In the early 20th century, Galton’s ideas were embraced by the founders of the birth control, eugenics, and abortion movements, notably Margaret Sanger, who later founded Planned Parenthood Federation of America, the leading abortion provider in the United States. These evolutionary theories especially served as the rationale for abortion, as evolutionists, thanks to Haeckel, regarded the human embryo as a mere “clump of pre-human cells” that could be discarded when inconvenient. They also promoted the idea that widespread contraception and sterilization could help control population growth, especially among the “inferior” classes.
The Dangers of Evolution to Family and Culture
New adherents of Darwin’s philosophy did not limit its application to biology, however. As Pope St. Pius X warned in 1907, “evolution” became the “principal doctrine” of “the modernists,” for whom, the Pope noted, “everything is subject to change, and must change,” including dogma, the sacred liturgy, and Sacred Scripture.

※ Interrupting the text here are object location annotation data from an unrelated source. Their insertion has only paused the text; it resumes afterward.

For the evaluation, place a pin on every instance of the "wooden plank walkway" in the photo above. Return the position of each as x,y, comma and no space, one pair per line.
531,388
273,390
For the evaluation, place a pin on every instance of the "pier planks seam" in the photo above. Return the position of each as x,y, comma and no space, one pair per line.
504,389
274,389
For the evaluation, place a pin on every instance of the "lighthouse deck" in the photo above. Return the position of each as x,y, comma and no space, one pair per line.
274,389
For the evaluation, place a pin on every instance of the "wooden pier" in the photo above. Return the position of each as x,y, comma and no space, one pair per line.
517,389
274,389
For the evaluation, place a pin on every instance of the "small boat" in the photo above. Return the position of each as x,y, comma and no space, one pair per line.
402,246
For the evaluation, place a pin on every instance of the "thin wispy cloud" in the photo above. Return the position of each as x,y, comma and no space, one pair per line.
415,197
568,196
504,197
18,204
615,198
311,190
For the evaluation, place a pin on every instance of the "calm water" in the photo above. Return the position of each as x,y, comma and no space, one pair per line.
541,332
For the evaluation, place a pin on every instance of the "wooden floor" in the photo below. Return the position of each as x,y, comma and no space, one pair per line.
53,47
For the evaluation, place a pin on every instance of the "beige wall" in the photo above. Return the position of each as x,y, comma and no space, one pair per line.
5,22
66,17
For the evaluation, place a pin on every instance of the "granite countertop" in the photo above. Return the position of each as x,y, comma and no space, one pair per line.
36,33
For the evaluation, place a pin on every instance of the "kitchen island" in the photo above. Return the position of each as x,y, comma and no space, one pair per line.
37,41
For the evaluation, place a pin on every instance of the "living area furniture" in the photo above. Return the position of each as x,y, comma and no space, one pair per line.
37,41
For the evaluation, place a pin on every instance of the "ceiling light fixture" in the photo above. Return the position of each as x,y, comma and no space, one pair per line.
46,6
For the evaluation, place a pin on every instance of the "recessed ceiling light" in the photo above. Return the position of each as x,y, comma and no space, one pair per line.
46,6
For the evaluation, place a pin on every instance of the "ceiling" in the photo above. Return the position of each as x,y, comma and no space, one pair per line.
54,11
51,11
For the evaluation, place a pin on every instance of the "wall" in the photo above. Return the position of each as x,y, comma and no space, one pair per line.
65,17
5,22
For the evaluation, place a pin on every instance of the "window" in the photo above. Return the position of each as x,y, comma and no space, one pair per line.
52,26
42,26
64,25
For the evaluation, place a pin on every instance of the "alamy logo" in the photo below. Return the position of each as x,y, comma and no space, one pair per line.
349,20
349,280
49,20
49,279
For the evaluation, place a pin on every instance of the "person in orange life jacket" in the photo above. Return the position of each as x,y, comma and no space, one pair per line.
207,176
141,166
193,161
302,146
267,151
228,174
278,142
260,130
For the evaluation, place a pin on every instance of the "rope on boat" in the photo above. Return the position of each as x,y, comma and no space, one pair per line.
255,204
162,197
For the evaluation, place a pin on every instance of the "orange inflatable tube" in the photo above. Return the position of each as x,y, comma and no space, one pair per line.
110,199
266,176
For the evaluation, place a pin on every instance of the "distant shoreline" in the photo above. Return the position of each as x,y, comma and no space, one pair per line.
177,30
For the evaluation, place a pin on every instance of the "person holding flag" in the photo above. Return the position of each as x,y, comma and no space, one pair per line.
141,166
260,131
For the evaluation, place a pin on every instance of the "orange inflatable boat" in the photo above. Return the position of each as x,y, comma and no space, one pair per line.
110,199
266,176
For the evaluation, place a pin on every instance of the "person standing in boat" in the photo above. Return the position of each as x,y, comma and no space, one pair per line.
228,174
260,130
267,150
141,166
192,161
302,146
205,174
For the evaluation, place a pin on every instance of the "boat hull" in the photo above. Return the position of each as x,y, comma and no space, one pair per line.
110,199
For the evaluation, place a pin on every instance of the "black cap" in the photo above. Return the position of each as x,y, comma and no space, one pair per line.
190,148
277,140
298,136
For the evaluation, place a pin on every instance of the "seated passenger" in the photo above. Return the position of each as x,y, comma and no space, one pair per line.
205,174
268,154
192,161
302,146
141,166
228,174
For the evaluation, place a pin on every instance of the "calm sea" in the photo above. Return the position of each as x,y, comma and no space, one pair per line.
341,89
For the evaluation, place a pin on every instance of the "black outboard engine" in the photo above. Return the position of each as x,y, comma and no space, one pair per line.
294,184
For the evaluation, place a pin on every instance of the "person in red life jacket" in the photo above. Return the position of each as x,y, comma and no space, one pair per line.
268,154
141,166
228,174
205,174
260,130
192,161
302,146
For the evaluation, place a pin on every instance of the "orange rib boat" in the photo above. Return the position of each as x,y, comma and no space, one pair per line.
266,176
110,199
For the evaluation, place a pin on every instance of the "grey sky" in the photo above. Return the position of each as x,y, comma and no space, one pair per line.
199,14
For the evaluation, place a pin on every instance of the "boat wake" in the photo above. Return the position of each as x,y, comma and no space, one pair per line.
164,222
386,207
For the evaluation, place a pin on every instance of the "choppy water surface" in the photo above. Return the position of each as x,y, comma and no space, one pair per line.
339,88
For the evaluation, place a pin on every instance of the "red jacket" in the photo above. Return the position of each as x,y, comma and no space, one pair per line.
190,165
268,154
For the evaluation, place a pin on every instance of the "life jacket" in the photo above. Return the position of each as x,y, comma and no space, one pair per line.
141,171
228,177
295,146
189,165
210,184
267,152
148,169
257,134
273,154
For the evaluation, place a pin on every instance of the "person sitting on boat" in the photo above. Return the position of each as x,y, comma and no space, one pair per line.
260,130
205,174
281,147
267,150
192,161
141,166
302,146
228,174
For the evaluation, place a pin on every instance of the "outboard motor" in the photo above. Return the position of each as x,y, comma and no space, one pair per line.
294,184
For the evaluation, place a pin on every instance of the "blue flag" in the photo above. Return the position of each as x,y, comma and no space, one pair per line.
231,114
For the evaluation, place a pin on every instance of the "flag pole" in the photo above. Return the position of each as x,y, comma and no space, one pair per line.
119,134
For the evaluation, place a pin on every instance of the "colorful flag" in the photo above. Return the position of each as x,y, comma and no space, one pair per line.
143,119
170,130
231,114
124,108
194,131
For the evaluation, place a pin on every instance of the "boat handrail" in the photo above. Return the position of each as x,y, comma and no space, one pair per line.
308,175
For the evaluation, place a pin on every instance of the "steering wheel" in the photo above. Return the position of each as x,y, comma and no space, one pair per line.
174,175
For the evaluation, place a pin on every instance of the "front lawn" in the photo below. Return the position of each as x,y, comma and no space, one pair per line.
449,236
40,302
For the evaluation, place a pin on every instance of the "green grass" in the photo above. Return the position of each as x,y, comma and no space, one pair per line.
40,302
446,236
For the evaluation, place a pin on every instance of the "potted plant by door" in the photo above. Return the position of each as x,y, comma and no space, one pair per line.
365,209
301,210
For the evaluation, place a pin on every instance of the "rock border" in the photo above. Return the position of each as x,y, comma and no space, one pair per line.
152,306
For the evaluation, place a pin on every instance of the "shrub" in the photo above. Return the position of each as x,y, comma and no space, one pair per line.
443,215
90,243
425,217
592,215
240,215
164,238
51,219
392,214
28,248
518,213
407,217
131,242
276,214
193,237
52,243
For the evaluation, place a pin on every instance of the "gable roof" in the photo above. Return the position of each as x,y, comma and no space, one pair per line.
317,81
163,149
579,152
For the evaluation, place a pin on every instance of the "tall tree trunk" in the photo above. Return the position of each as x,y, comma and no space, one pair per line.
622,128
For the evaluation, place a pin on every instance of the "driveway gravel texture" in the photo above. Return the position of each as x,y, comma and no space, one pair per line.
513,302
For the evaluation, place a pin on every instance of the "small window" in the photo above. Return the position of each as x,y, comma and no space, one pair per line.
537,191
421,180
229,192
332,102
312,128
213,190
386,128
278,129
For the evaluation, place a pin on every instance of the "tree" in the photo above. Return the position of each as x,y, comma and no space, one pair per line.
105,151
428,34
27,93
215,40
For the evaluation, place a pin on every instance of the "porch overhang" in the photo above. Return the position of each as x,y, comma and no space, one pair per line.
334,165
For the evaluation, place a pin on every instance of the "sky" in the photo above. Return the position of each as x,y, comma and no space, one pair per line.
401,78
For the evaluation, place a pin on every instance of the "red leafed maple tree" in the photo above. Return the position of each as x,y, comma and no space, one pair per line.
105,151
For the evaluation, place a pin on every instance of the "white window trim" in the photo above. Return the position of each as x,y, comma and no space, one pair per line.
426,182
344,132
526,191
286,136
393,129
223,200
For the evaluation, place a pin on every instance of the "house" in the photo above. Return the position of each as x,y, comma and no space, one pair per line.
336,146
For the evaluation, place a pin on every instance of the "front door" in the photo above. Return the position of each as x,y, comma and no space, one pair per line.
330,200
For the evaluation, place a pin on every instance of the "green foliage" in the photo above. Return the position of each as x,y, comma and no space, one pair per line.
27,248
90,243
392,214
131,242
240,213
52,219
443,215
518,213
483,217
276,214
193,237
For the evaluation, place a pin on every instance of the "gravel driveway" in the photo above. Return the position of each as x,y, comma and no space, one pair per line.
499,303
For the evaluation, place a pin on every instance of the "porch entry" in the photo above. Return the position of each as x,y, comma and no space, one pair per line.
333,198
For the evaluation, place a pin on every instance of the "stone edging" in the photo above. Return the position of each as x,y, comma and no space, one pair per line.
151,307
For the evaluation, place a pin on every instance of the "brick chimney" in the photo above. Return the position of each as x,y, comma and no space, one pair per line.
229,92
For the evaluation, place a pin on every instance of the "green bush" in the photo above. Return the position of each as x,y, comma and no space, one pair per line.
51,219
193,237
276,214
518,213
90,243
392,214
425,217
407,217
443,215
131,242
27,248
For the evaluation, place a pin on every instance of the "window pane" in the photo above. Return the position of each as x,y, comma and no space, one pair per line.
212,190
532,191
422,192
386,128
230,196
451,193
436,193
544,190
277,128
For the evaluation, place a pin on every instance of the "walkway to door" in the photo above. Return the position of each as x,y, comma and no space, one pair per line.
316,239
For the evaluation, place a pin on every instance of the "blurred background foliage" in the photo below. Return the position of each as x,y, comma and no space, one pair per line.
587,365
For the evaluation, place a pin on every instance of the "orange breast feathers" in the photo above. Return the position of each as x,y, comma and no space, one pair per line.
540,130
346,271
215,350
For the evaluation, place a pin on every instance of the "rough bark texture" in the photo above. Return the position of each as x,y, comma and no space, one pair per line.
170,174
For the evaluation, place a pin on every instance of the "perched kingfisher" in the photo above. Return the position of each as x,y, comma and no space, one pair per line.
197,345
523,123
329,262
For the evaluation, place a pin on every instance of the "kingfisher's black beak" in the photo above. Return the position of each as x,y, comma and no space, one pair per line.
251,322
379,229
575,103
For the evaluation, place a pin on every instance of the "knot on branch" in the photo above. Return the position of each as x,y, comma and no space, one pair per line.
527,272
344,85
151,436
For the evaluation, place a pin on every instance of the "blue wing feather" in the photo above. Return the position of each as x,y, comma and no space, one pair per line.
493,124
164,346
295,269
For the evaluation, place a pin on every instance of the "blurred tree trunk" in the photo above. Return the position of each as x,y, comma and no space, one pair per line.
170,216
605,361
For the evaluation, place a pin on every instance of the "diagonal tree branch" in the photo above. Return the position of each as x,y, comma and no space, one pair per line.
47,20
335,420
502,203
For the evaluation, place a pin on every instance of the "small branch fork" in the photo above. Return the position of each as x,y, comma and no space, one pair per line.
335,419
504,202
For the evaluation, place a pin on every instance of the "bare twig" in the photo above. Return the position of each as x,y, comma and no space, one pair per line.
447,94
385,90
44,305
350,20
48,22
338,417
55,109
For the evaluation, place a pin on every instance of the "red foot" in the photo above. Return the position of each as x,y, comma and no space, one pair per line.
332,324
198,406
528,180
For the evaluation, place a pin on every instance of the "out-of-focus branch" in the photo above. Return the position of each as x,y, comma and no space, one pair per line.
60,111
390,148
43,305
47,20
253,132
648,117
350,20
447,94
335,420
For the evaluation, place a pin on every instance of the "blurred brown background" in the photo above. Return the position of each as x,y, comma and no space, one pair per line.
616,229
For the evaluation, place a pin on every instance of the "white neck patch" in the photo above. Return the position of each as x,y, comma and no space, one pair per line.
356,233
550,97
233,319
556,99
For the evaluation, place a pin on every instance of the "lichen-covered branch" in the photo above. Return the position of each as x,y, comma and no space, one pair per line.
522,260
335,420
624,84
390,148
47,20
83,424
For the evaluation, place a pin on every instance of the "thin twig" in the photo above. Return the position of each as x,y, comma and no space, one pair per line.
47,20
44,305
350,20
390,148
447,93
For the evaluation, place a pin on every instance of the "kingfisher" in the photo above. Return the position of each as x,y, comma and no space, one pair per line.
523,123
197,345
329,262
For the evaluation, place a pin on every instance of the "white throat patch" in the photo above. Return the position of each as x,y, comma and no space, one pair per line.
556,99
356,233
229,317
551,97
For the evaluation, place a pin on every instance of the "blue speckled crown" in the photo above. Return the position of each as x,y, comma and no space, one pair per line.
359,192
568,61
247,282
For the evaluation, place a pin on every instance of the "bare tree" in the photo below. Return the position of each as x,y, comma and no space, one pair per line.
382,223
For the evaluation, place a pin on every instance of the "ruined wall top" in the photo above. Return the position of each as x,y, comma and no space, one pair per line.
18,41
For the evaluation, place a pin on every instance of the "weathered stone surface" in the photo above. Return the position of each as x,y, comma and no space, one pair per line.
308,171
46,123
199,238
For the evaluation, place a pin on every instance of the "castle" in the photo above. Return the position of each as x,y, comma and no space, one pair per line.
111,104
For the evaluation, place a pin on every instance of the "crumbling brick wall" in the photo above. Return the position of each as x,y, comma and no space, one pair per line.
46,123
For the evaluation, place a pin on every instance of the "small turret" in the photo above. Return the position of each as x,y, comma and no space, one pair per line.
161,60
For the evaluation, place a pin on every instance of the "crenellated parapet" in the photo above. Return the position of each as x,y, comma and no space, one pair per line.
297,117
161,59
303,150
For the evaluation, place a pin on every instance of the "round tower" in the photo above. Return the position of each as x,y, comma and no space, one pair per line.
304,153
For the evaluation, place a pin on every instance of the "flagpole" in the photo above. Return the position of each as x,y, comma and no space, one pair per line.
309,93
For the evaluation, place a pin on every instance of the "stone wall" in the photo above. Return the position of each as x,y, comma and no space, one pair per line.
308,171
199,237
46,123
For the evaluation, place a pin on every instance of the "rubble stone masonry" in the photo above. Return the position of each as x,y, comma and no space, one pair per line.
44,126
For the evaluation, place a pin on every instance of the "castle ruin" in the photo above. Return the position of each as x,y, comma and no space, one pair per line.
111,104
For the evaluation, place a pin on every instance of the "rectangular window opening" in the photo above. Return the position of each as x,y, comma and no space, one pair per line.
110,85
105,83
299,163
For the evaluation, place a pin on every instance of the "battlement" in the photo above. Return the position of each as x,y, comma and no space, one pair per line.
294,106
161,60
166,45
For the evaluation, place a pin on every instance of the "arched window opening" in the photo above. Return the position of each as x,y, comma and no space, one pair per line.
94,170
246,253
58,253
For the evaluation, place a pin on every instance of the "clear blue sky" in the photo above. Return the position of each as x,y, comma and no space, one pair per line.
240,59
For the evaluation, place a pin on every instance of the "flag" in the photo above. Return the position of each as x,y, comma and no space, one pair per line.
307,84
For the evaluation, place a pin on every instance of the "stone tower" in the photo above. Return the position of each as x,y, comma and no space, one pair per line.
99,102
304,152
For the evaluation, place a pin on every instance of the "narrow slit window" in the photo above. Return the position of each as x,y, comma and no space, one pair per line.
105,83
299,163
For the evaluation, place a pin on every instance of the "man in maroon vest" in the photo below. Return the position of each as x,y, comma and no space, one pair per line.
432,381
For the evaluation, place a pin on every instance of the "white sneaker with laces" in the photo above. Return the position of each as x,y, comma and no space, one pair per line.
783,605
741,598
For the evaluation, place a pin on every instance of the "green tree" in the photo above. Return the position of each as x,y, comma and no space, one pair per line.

Today this deadly philosophy also drives attacks against marriage and the family by those who assert that God did not directly institute marriage by the way that He created the first man, body and soul, and the first woman from the body of the first man. Rather, marriage “evolved” and will continue to evolve from a union of one man and one woman for life, into unions of various kinds, including homosexual unions. The acceptance of evolution has also led to the notion that God did not make man, male and female, but that sexuality “evolved” as a social construct that can be modified according to the will of the individual, with the aid of “science” and “medicine.”
Evolutionary errors now permeate every area of society, including philosophy, theology, the arts, natural science, education, politics, medicine, and law.
The Remedy: The Doctrine of Creation
The Carolina Family Coalition believes that only a restoration of the perennial Catholic doctrine on creation can provide a solid foundation for a culture of life and for strong families. To that end, we will strive to present and defend these teachings in the Carolinas through our programs and events.